Желтый свет окон померк и почти растворился в сером предрассветном свечении, над водой зарождался тонкий невесомый туман. Тишина была такая, что слова падали в нее раздельно и пугающе четко.
— Что ни говори, парень способный, — проворчал Мак-Грегор, набивая трубку. — Только присмотр за ним нужен.
— Будет и присмотр, — провел ладонью по макушке Кукунтай и, вздохнув, добавил: — Однако.
— Однако уже светает, что ли? — озаботился Видаль. —
Ну вот. Расходиться пора — а дождя так и не дожда…— Тссс! — зашипел на него Олесь. Скосил глаза направо.
Ао застыл над кружкой. Локти упирались в стол, кулаки под подбородком, рассеянный взор тонул в недопитом пиве. Все затаили дыхание, даже Рутгер, которого учитель на всякий случай легонько ткнул кулаком в ребра.
Ао мечтал о том, как первые капли дружно ринутся с небес и разобьют стеклянный покой воды, расчертят ее танцем пересекающихся кругов, как шелест сотрет сонную рассветную тишину, как сизая дымка дождя затянет утро.

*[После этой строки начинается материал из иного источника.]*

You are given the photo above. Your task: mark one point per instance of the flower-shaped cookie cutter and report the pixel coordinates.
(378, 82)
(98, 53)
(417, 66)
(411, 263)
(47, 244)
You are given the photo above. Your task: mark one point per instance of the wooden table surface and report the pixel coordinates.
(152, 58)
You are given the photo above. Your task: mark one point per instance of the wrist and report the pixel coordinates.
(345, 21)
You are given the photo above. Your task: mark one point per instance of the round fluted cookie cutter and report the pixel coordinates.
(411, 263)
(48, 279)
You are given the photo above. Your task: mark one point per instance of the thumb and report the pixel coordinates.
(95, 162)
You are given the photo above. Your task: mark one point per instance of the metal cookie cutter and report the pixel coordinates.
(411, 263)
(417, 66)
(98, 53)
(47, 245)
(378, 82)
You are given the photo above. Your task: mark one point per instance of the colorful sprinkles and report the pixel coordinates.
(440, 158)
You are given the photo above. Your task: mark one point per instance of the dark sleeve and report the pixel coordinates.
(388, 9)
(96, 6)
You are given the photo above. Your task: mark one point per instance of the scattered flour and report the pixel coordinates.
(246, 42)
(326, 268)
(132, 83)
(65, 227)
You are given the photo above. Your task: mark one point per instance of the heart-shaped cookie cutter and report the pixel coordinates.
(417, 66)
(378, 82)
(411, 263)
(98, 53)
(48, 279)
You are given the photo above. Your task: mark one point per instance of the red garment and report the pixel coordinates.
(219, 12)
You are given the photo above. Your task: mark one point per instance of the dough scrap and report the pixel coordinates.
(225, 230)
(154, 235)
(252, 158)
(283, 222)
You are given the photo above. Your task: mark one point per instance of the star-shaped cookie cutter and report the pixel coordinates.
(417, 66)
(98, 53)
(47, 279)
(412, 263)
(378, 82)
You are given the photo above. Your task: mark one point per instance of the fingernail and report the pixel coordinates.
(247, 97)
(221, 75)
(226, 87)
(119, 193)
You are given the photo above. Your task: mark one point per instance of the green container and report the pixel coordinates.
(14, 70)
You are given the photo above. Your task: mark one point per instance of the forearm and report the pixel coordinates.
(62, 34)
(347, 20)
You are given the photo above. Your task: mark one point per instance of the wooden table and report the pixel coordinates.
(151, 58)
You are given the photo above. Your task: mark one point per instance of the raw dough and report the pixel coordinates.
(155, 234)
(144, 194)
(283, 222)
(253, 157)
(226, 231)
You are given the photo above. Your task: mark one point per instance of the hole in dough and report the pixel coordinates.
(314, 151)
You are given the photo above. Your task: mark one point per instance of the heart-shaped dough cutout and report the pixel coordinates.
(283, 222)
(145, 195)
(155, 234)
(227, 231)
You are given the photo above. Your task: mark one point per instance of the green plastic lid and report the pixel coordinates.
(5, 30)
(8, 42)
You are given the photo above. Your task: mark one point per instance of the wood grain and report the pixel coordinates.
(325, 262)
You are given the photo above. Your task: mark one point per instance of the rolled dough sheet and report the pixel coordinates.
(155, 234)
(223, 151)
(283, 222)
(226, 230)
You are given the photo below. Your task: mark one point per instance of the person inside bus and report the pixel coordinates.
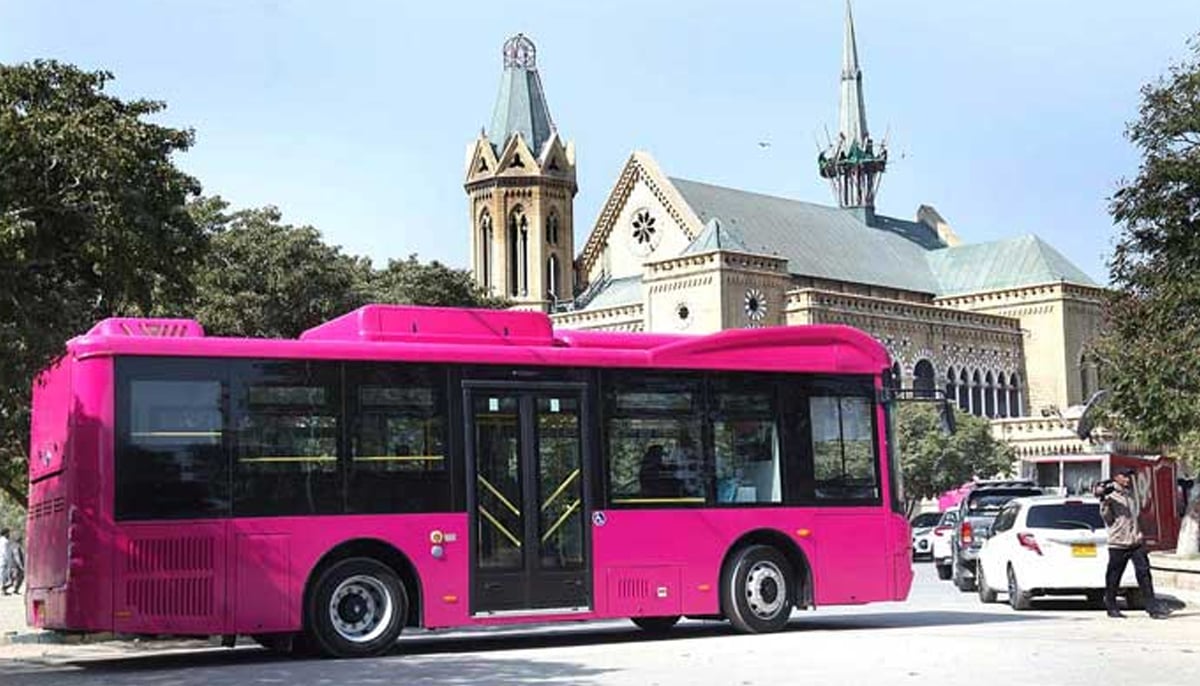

Ао мечтал, и блаженная улыбка блуждала по его лицу.
Из-за высоких сосновых крон наползали тяжелые тучи.
Мотрины смотрины
Направо, представьте, широкая степь, ровная, звонкая, сколько хватает глаз. И налево, представьте, степь — бескрайняя, зовущая бежать без оглядки туда, где земля, и на цыпочки не привстав, с небом целуется. И посреди тоже степь — веющая ароматами горькими, пряными, сладкими — всеми разом.
Ни дороги, ни приметы ясной, только сухие стебельки подрагивают на ветру и тихо-неслышно звенят, звенят.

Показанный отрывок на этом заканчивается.